We were able to show that initial troponin T levels are strongly correlated to peak troponin T levels. Additionally, there was an association in the univariate analysis between troponin T levels at admission and severity scores like Hunt-Hess and WFNS grade. Both findings confirm previously published results and support the hypothesis that troponin T elevation is likely to reflect an initial SAH severity with its influence on myocardial dysfunction26. Neither vasospasm nor DCI nor the need for intra-arterial vasodilator therapy showed an association with initial troponin T levels in our study. Neither did the modified Fisher scale which is closely related to vasospasm14. Due to the disparity of definitions of vasospasm and DCI in previous trials, the results in this field are poorly comparable. While no association between cardiac troponins and vasospasm was found by some investigators27, other reported a relation between cardiac troponins and DCI7,8. For further research, standardized definitions and approaches are needed in this field and, according to our data, considerably larger sample sizes are warranted in order to draw robust conclusions considering vasospasm and DCI. Further, our work confirms an association between troponin T levels and cardiac as well as pulmonary complications28. Finally, while there was an association in the univariate analysis between troponin T levels and 3 months outcomes at all 14 days of measurement, the relation between troponin T tertiles at admission and death as well as worse outcome was no longer present in the multivariate analysis. This finding is in line with previously published retrospective data and even expands those due to the prospective approach3,5. Moreover, in a multicenter cohort study, regional wall motion abnormalities (RWMA) after SAH were found to be an independent predictor of outcome after SAH while troponin T elevation was not7. Our results confirm the latter observation, but there are also trials suggesting a causal relationship between the early biomarker release such as troponin T and outcome after SAH8,25. Further research in a preferably multicenter setting is warranted to clarify the impact of the elevated biomarker levels on the outcome after SAH.

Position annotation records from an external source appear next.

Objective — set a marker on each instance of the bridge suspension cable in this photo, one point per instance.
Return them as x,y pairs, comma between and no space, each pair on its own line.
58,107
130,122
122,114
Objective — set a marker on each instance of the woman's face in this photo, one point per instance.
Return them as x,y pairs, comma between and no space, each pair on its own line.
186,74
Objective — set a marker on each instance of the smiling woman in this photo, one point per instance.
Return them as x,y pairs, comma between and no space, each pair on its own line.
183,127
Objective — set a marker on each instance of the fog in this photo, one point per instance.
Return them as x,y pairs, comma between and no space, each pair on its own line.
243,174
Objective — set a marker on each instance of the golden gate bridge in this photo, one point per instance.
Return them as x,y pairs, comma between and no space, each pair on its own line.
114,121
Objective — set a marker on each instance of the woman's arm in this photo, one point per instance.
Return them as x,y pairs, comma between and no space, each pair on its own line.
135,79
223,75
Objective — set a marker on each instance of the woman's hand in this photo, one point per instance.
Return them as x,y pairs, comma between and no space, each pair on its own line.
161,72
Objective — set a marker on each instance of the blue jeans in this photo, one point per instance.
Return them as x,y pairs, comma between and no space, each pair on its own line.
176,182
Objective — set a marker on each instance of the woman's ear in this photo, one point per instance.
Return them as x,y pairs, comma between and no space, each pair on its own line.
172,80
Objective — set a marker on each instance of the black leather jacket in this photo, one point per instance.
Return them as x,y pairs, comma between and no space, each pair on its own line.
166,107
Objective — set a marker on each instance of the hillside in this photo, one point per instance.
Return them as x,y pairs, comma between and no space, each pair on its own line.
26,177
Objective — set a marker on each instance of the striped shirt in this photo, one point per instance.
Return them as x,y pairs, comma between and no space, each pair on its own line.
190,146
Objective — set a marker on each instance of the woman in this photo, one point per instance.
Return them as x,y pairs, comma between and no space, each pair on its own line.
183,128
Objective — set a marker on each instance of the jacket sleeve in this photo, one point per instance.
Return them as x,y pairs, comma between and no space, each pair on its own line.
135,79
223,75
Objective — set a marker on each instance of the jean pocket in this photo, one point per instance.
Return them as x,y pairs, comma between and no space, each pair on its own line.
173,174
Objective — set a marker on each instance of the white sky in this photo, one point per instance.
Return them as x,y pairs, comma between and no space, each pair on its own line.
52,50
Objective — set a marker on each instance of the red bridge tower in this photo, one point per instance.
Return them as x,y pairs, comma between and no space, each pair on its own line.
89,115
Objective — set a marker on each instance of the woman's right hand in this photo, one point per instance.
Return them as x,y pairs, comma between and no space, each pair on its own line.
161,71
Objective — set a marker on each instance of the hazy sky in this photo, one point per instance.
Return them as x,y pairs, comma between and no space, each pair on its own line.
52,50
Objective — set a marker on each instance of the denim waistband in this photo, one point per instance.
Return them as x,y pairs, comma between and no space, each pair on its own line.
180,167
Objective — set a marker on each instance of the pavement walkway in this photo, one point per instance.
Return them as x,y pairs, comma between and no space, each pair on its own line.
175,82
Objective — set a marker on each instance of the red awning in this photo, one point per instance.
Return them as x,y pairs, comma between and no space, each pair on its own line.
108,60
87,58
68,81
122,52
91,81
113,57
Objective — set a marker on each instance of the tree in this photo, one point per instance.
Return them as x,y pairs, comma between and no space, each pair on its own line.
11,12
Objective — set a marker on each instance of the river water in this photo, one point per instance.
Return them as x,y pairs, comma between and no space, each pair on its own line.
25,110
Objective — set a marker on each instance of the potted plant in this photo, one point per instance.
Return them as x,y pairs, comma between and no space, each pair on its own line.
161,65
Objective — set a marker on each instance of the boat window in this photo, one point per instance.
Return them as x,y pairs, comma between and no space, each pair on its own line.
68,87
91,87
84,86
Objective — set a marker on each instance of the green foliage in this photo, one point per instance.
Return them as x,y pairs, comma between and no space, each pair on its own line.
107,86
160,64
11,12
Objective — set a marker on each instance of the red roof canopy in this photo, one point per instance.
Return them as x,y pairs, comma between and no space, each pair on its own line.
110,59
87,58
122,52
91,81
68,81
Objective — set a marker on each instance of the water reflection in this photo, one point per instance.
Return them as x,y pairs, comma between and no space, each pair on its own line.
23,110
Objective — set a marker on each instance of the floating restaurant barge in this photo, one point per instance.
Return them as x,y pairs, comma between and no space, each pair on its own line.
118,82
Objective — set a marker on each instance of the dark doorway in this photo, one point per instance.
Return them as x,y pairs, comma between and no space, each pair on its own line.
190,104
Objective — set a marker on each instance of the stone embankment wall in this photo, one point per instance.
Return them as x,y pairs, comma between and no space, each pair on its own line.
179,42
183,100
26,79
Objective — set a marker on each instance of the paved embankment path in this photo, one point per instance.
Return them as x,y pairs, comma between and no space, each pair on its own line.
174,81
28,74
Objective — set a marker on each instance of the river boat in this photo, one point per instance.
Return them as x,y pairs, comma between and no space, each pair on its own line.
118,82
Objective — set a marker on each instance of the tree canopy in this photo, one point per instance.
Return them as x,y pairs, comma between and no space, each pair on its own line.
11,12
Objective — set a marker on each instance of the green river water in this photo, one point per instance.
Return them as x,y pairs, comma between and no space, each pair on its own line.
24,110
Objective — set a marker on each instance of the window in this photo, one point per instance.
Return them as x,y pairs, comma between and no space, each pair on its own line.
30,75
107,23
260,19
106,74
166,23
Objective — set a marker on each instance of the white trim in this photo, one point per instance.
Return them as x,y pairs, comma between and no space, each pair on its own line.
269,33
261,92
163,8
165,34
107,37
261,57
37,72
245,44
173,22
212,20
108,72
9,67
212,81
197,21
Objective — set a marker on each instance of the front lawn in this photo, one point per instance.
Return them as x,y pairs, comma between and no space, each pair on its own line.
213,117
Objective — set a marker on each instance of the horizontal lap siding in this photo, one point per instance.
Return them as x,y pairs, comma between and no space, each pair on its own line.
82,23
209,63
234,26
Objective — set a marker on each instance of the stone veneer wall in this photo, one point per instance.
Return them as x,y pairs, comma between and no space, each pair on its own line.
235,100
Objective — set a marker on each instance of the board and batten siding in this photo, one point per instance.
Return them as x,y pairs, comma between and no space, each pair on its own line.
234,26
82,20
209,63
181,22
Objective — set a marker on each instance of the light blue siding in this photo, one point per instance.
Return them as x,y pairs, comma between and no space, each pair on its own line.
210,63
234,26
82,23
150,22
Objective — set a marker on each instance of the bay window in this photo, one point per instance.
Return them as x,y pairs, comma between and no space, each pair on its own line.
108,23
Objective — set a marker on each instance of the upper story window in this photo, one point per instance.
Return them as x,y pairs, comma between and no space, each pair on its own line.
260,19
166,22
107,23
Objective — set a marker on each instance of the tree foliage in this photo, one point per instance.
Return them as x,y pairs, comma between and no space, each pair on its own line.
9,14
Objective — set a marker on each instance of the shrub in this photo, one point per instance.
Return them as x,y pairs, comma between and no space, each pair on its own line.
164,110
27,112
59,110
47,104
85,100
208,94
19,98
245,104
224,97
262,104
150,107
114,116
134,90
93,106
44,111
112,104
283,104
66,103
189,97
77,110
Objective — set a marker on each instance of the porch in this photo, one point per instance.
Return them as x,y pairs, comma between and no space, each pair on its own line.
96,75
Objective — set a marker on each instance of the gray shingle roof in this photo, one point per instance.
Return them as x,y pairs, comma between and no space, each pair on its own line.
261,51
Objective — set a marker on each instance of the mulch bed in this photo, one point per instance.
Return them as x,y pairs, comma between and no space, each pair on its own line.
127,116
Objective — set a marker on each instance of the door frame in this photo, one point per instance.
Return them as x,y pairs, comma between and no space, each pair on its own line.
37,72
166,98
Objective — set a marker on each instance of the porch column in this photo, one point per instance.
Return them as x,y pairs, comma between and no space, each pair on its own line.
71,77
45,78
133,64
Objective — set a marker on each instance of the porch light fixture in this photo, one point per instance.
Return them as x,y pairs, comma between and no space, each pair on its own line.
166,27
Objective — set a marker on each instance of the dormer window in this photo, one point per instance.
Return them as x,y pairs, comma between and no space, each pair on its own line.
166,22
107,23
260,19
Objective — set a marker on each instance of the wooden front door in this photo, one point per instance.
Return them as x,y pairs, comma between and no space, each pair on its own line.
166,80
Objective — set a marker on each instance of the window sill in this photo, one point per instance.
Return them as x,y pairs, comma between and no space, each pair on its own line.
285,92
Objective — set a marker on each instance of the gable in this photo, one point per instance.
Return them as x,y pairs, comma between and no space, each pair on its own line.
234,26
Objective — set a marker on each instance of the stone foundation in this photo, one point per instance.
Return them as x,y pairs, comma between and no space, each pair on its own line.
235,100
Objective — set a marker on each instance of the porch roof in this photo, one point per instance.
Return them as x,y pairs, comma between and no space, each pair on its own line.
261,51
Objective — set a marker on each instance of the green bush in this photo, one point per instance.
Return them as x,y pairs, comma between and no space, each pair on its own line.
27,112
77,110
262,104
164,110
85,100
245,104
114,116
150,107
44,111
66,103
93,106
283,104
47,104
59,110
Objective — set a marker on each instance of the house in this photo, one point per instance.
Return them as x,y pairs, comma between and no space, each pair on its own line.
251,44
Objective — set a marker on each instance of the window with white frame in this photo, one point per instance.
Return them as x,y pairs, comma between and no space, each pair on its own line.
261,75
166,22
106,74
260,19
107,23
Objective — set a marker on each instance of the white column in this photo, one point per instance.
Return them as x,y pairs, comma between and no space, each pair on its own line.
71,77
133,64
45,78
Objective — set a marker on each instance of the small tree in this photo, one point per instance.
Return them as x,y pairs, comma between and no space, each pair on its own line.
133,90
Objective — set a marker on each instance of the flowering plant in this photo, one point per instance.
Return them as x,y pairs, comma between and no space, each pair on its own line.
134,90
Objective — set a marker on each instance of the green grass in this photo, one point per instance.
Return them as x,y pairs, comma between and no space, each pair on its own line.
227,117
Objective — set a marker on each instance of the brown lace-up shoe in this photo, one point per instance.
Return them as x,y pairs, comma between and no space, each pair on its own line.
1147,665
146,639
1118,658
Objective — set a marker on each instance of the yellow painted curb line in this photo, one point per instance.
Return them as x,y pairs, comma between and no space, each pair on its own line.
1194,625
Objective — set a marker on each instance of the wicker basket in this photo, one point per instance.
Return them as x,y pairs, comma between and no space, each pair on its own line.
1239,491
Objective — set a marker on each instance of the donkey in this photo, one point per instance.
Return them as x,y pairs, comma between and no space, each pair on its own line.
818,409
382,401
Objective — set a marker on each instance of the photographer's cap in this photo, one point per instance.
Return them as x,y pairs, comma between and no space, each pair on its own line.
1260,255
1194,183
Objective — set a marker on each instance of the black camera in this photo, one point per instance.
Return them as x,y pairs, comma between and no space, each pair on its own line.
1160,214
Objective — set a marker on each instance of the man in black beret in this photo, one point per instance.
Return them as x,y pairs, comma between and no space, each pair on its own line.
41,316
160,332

Our study has several limitations. First, this study does not investigate the mechanisms behind the biomarker elevation nor does it consider other cardiac parameters. Second, it is a single center trial with a limited number of patients. Nevertheless, the data were obtained prospectively and continuously. Besides, troponin T as well as 3 months outcome data were collected in all included patients. Third, our follow-up period ended at 3 months. We cannot preclude that a longer follow-up might have led to different results.

Nevertheless, our results add to previous literature as the high sensitive troponin T essay was used as suggested by the current guidelines29. We were able to show that troponin T measurements are associated with outcome after SAH as well as cardiovascular and pulmonary complications and might be useful in risk stratification of SAH patients. However, our results suggest that troponin T has limited ability to independently predict outcome after SAH. Further studies are needed to test the utility of hsTroponin T measurements in the early phase after SAH.